Tight budgets intensify the need for AFW policy makers to promote and support a more equitable allocation of resources. Biases in the structure of enrollments and public subsidies for education suggest that the poorest households tend to benefit much less from public spending on education than wealthier ones. In an assessment of 42 countries (2010–17), researchers identified the eight AFW countries in the sample as having the least equitable distribution of spending on education.
Strengthen Children’s Readiness to Learn
Many children in the AFW region start school facing severe barriers to learning. More than a third of those under the age of five are stunted, and severe malnutrition puts their mental and physical development at risk and reduces their ability to learn. Barely a third of each cohort has benefited from early childhood education. Most children arrive in first grade emotionally, socially, and intellectually unprepared for learning with other children.
Ensure Safe and Inclusive Learning Environments
Governments in AFW countries with a significant number of unsafe schools must take three major steps to address the problem. They must build databases to register attacks on schools, create early warning systems, and formulate comprehensive security plans that incorporate physical protection. They must also sign and act on the Safe Schools Declaration—an intergovernmental political commitment that was opened for endorsement by countries in 2015—and implement the Guidelines for Protecting Schools and Universities from Military Use during Armed Conflicts.
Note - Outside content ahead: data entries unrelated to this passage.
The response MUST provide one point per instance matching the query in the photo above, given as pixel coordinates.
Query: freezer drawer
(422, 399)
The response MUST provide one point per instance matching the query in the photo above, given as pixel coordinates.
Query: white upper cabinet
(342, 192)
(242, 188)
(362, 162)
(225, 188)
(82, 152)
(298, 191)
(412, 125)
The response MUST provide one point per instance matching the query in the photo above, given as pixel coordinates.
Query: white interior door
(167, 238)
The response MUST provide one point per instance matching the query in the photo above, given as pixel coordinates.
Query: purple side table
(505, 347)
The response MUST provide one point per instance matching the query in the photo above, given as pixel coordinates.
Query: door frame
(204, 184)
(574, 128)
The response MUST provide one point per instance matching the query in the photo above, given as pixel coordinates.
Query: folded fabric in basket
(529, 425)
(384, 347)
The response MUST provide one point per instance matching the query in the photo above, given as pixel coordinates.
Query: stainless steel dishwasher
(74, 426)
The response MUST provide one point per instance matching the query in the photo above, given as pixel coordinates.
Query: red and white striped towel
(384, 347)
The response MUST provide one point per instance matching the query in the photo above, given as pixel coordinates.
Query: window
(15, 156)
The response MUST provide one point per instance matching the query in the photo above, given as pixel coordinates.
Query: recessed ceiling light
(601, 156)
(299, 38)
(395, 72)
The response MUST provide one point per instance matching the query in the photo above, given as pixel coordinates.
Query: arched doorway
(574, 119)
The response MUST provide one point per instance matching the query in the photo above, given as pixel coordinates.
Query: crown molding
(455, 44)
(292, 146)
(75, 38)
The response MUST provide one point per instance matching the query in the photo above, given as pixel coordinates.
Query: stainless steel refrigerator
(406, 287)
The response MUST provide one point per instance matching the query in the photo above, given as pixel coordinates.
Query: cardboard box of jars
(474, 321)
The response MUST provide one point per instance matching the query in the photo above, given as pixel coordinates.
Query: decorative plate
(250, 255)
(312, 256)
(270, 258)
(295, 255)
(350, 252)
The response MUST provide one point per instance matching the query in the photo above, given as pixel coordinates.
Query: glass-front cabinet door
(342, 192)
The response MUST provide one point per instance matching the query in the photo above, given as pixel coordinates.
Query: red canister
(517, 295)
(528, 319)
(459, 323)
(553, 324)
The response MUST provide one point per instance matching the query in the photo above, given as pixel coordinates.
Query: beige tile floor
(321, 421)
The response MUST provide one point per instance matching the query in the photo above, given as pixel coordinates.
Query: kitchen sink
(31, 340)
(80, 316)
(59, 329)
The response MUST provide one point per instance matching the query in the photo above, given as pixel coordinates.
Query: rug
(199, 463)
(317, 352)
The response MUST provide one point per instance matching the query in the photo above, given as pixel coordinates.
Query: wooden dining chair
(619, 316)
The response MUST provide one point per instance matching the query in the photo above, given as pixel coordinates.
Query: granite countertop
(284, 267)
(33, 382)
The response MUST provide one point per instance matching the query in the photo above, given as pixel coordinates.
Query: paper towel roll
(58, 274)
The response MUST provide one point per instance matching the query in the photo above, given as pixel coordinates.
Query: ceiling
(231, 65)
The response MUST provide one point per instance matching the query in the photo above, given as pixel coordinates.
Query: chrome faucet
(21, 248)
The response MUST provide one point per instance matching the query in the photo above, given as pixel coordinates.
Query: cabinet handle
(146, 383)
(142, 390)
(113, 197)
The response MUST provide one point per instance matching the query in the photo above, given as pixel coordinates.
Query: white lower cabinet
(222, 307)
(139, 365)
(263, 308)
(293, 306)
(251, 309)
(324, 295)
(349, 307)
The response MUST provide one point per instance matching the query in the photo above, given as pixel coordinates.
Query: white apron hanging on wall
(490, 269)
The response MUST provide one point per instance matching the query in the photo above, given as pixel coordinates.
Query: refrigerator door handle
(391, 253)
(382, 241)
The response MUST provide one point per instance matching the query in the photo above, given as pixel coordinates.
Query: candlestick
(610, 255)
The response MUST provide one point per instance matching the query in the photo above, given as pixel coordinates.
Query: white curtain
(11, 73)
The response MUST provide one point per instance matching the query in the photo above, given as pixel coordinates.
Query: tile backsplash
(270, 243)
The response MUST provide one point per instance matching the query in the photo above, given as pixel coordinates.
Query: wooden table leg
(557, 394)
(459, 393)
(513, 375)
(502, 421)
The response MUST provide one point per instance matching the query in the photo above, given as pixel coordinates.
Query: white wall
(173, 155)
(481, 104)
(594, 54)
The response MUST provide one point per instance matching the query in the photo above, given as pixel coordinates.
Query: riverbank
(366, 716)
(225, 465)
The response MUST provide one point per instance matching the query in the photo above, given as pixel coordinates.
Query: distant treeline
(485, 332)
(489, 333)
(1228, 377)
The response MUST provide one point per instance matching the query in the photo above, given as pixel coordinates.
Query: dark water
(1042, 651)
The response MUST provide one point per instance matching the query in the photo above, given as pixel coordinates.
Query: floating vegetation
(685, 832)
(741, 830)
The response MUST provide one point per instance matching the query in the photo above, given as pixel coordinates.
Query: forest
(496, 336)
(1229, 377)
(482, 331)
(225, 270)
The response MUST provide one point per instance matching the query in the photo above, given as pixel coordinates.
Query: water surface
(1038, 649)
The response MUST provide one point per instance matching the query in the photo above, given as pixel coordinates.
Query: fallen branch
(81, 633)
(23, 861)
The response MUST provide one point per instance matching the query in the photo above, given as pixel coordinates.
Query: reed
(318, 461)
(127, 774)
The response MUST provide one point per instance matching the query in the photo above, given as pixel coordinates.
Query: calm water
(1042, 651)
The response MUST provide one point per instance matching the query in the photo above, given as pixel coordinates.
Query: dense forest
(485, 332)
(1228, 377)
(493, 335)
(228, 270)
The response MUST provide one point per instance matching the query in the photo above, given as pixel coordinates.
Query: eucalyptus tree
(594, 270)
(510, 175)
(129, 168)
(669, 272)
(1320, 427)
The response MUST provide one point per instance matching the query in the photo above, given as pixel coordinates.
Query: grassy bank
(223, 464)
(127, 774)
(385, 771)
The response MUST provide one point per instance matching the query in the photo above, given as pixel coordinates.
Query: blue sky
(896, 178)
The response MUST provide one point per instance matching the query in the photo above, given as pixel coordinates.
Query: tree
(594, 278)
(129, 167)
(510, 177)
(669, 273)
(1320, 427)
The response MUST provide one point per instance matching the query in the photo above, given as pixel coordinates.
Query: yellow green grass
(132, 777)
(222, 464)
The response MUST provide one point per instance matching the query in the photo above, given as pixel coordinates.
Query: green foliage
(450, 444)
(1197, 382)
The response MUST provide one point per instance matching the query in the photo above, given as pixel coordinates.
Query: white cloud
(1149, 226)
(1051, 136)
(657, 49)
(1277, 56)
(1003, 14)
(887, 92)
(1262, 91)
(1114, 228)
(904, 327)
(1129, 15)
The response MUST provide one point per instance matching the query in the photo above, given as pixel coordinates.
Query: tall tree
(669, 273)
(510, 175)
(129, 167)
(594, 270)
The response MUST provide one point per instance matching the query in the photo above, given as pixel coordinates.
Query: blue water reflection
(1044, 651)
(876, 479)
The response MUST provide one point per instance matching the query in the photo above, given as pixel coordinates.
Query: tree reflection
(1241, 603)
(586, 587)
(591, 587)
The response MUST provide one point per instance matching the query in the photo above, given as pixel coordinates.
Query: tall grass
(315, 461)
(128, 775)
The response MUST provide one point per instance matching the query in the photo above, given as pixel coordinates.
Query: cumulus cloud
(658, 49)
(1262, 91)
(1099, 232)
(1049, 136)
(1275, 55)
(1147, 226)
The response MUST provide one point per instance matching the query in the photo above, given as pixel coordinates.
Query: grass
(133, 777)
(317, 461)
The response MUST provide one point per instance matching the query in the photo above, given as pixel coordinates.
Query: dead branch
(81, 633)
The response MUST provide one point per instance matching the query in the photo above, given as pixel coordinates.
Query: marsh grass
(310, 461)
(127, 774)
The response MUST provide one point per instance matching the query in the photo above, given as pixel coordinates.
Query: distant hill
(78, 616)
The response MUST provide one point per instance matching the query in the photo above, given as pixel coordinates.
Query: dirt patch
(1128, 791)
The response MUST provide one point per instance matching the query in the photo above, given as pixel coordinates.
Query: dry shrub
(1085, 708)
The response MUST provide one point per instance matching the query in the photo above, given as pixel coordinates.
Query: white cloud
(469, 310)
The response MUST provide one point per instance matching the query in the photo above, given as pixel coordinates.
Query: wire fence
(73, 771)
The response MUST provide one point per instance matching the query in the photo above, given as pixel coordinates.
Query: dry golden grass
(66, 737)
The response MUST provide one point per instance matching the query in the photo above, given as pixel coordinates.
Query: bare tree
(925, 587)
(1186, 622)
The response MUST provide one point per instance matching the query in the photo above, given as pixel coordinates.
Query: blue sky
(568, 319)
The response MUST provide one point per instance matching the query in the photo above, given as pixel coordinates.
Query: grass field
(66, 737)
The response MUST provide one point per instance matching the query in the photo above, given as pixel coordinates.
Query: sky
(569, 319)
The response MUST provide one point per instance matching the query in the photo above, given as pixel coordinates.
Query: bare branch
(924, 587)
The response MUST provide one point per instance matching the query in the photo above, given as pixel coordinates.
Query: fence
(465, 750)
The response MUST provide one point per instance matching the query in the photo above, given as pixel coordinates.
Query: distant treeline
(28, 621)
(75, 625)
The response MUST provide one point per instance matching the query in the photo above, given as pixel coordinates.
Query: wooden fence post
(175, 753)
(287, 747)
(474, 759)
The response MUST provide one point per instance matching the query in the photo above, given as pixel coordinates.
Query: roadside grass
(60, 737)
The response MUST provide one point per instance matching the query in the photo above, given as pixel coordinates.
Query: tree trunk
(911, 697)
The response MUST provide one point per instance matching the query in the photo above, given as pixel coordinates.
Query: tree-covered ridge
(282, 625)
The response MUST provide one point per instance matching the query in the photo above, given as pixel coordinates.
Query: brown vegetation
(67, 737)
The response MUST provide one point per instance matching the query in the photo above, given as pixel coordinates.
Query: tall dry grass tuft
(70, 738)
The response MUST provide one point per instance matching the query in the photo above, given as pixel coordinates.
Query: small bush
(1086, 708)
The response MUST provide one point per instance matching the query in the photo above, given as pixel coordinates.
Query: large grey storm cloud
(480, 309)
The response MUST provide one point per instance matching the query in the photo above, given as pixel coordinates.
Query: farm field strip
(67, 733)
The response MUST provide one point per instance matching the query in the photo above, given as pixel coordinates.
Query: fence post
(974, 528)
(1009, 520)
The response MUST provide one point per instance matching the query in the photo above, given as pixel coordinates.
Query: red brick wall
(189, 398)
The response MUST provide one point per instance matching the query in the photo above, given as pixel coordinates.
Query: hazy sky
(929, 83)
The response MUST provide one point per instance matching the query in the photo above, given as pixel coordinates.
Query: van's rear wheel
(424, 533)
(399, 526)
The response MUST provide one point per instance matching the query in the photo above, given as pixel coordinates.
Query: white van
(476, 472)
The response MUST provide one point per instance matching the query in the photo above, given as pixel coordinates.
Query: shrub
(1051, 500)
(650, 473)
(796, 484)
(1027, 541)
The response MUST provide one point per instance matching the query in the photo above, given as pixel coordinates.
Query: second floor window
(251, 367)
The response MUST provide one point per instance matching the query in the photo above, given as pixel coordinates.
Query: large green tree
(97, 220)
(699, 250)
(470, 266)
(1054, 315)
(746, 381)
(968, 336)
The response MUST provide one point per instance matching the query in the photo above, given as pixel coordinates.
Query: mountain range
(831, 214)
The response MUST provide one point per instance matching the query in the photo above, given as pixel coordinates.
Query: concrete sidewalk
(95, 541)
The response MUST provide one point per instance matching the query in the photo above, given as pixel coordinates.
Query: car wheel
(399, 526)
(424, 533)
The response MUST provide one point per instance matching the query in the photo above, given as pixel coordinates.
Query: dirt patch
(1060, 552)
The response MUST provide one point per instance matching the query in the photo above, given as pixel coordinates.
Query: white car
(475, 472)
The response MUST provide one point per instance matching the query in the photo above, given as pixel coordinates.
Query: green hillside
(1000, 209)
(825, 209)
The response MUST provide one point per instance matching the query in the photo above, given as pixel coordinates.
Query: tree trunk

Finally, they must establish backup venues or mechanisms for schooling when regular schools become too unsafe to operate, such as community buildings, homes, or other types of government facilities.
Governments in affected AFW countries must leverage education and community engagement as a tool for preventing violence in schools and promoting innovative approaches. In Uganda, the Good School Toolkit—an 18-month whole-of-school approach— reduced physical violence by 42 percent.
Reinforce Coordination and Governance of Providers of Training Services
Better governance of training service providers would help integrate AFW countries’ highly fragmented skills-building systems. Publicly funded-formal TVET and higher education programs alone are insufficient to cope with all of the region’s skilling needs. In many countries, gaps are filled by master craftsmen and private firms, among others. AFW governments can create a more integrated system that benefits users and providers of training services alike. To this end, three areas of governance warrant attention: (a) reforming traditional apprenticeship models, (b) formalizing the role of employers in skills development, and (c) developing simple yet inclusive skills qualifications frameworks.
AFW countries must put in place simple yet inclusive skills qualifications frameworks to clarify learning pathways and to ensure the quality of training provided. National qualifications frameworks (NQFs) and regulatory frameworks help countries align competency-based curricula to skills outcomes and expected career pathways. Such frameworks must provide guidance and tools for the recognition of prior learning and post-training certification, both of which are especially important for skills acquisition through traditional apprenticeships or other informal avenues. Because skills qualifications frameworks take time, resources, and sustained commitment to set up and operate, they should be pursued in phases, first targeting industries where certifications are most pertinent.